Since October 2023, euro area inflation has been declining to reach 2.4% in March, according to Eurostat's flash estimate. The reduction has been broad based and we expect inflation to continue on this trajectory in the coming quarters.
So this is overall good news for households across Europe – and bodes well for a strengthening of economic activity in the second half of the year, as we forecast in February.

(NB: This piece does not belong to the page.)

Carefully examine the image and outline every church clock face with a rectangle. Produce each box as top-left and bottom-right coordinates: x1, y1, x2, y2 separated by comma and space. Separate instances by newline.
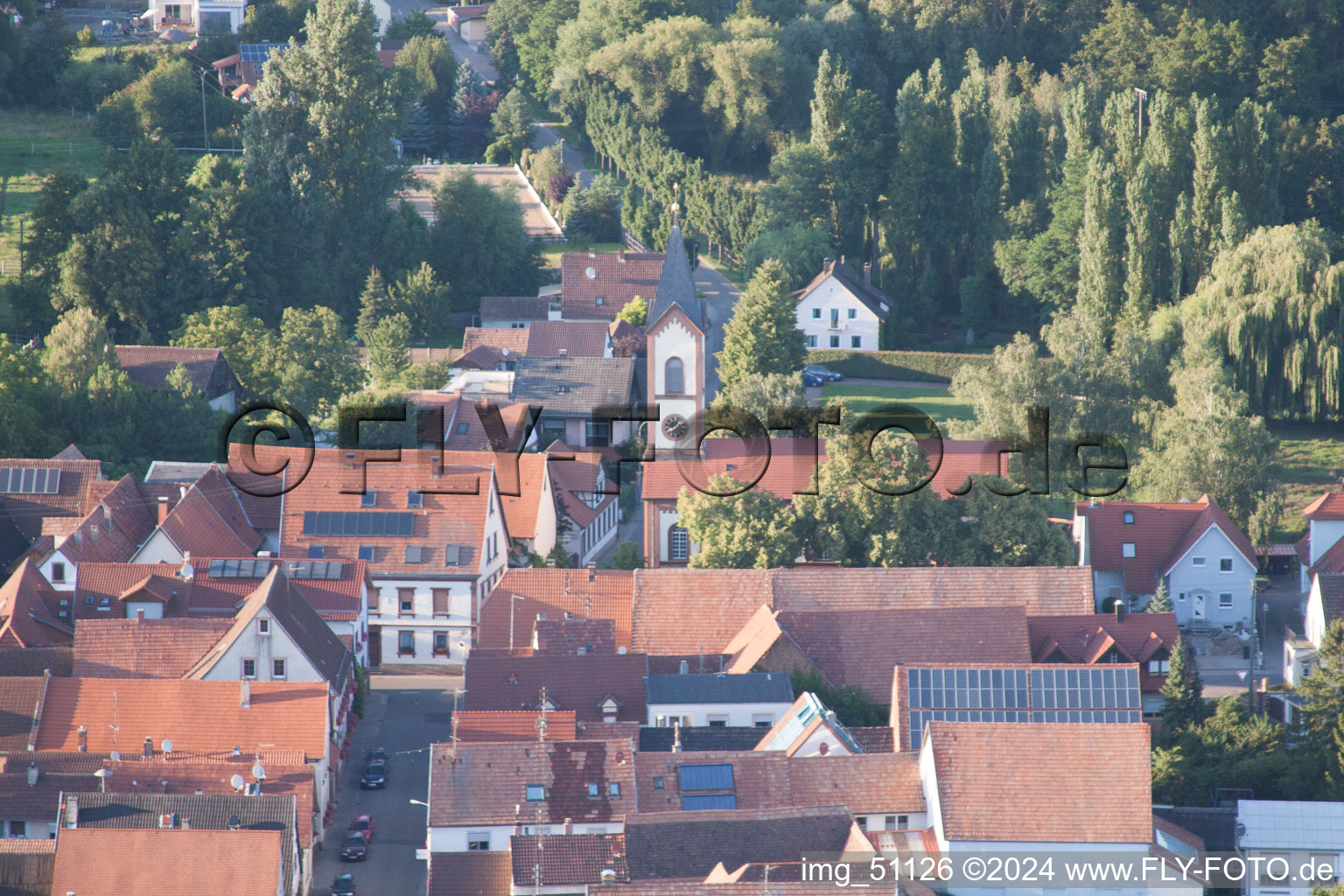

We consider that there are both downside and upside risks to this outlook and to the central scenario of a steady return towards the ECB's target. On the one hand, there are some risks that the disinflation progress may slow down. On the other hand there are also some risks of overshooting the target. Stronger or more persistent transmission of the still tight monetary conditions or effects related to geopolitical tensions could weight on aggregate demand and this could push inflation lower. But we remain on balance confident that inflation will continue to decline.
By contrast, we have seen yesterday's figures for the US, where inflation rose higher than expected to 3.5% in March, up from 3.2% in February. So this is certainly something that we will continue to watch closely.
Secondly, we had an important discussion this afternoon about trade and competitiveness with a very interesting presentation from Professor Baldwin.
I think we are all aware that the euro area has benefitted from its strong integration in the global economy. We are still convinced that external trade and investment are helping to boost productivity and living standards.
At the same time, we know that the rise in geopolitical tensions and the surge in energy prices have had a clear impact on global trade dynamics.
So the euro area needs to navigate the trade-offs between supporting productivity and improving economic security, and to harness its trade instruments within our rules-based multilateral system.
I think we are aware of the fact that what we call decoupling is not happening, at least not happening in a broad sense, and it is probably even impossible in a broad sense. This formula - that it is about derisking and not decoupling - that is very popular now is, I think, the right thing for the progress of the economy and for Europe in particular.
Lastly, the Commission and the ECB updated Ministers on the progress of our proposals on the digital euro. Member States have discussed all essential elements of our proposal in the Council, with some progress having been made under the Spanish Presidency, which is now continuing under the Belgian Presidency. We expect discussions within the Council to be concluded around mid-2024.
In the Parliament, discussions have been progressing but a plenary vote is only expected in the next legislature.
Progress has also been made on our legislative proposal on the legal tender of euro banknotes and coins. You know these proposals were made in parallel.
To recall, this proposal codifies and clarifies the judgment by the European Court of Justice which sets out the principles of legal tender and protects people's right to use and have access to cash. Because a digital euro would complement and not replace cash.